I look for a couple different things in my games, including IF. Puzzles and challenges th be great, especially when presented with panache or humor. Dual Transform was awesome, and I can enjoy puzzlefests like Raising the Flag on Mount Yo Momma and The People’s Revolutionary Text Adventure Game too.
But I’m not great at puzzles, I don’t find it too rewarding to be flat stuck because I haven’t figured something out, and anyway it seems to me that the real potential of IF lies in story and the like. My favorite kind of puzzle/challenge relies on systems in a way that aren’t best presented in IF (logic puzzley things and roguelikelikes). IF is prose and can play to prose’s strengths. And even in non-IF games I don’t need crazy twitch challenges if there’s an engaging story. Small Worlds is the best thing ever, and making the jumps hard wouldn’t improve it; and Alphaland, Fathom, The Day, and A Single Word in Her Beautiful Calligraphy are all good games that are made by their story, not by challenging gameplay.

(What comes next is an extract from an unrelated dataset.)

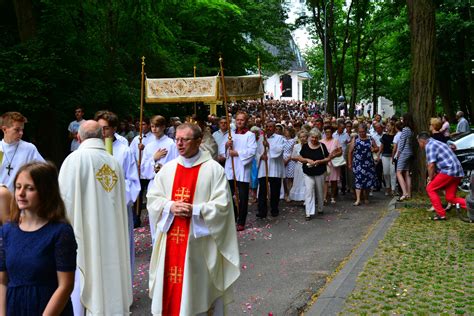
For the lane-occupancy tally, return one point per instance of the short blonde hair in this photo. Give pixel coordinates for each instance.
(436, 123)
(314, 133)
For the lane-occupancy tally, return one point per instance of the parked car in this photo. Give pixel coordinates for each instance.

I like that in IF too; if the story is engaging and the interaction suits the story, I don’t need to spend fifteen minutes worrying about how to untie myself from this chair. In fact, that tends to detract from my immersion. (Ditto for non-IF games; I still don’t know what the normal ending for Cave Story is like.) And yes, there’s interaction. Photopia has interaction, East Grove Hills has interaction, Rameses has interaction, even Constraints has interaction. An IF without interaction wouldn’t be a failed novel, it’d be a novel. (Or this.)
So, hooray for stories. They should have a reason to be IF – make me move through the stories, and show me how to do it – but no need to get me stuck. Galatea, Best of Three, All Roads, the first half of Rover’s Day Out (before the puzzles that made it seem as though I should’ve been reading the status line the whole time), The Baron, those all worked for me without getting me stuck. I recently went back and played Blue Chairs and The Act of Misdirection, and they were great; and when the About text of Anchorhead said “It isn’t meant to be puzzle-intensive, and what puzzles there are aren’t meant to be difficult,” that made me happy.